Lisa and her friends are approached by the "Chidester Gang", led by Tom Logan. Suspecting that Lisa has a source of supplies, Logan offers a food-for-protection deal, which Lisa declines. Unhesitatingly taking charge, she forms her block-long stretch of Grand Avenue into a militia, armed with guns, Molotov cocktails, and primitive weapons. When the militia proves unsuccessful at defending the "Land of Grandville" against "the fearful and cruel army of Chidester and Elm", and Lisa's house is lost, Lisa comes up with the idea of moving the "child-families"—and the entire contents of the warehouse—into the local high school, and transforming it into a fortress-city. Within the city, Lisa is the only authority, by virtue of the fact that she saw the abandoned high school and thought of moving there: this has earned her sole title to the "City of Glenbard" and everything in it.

A year after completion, things proceed according to plan until Logan and his gang manage to stage a successful attack on Glenbard, during which Lisa is shot in the arm. Todd and Lisa's friend Jill rescue her, and Jill performs basic surgery to remove the bullet from her arm, dosing her with whiskey for pain relief. When Lisa recovers, they retake the city from Logan, who has meanwhile learned that conqueror and leader are two very different things. Glenbard's "citizens" have refused to work for Logan.
When they learn Lisa is still alive, they leave the "city" in droves, to join her on the farm. Lisa makes several plans to recapture the city, but ultimately regains it by lecturing Logan into relinquishing control back to her.

The book ends with a foreshadowing that the citizens of Glenbard will at some time be forced to face far larger armies, led by now extremely powerful dictators, tyrants and warlords.
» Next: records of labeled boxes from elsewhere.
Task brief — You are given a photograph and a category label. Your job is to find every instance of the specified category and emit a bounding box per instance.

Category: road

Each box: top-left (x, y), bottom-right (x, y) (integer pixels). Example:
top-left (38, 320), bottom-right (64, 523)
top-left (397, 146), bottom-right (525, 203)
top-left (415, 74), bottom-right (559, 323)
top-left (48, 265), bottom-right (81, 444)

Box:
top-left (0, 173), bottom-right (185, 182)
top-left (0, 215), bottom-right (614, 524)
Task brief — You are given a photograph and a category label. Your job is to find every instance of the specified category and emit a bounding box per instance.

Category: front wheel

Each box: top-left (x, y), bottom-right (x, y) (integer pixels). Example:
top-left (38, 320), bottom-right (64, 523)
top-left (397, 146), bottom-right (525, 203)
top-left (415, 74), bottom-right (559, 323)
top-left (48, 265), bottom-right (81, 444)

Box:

If any semblance of a free society is to exist in the new world, the citizens of Glenbard must make themselves capable of protecting and growing it by gaining in knowledge, power, and organization, and at the same time continuing to incorporate leadership and respect for the individual person into their society.

==Real-life connections==
The book includes several elements related to the author's real life.
- The two main characters are named for the author's children, Todd and Lisa Nelson.
- The story takes place in the Chicago suburb of Glen Ellyn, Illinois where Lisa and Todd Nelson lived at the time the book was written.

==See also==

- Empty World (1977), a United Kingdom post-apocalyptic novel by John Christopher where a plague kills off all the adults.
- The Tribe (1999 TV series), a New Zealand post-apocalyptic television series where the adult population has been wiped out by a deadly virus and the kids become warring tribes.
- Jeremiah (TV series), a United States-Canada post-apocalyptic television series where the adult population has been wiped out by a deadly virus.
- Gone (novel series) (2008), a United States post-apocalyptic novel series by Michael Grant where anyone over the age of 15 disappear mysteriously.
- The Sparticle Mystery (2011), a United Kingdom post-apocalyptic television series detailing an experiment that made anyone over the age of 15 disappear mysteriously.
- Between (TV series) (2015), a Canadian post-apocalyptic television series detailing a pandemic which killed off anyone over the age of 21.
- The Society (TV series) (2019), a United States post-apocalyptic television series where only a group of teenagers remain after their entire town disappear mysteriously.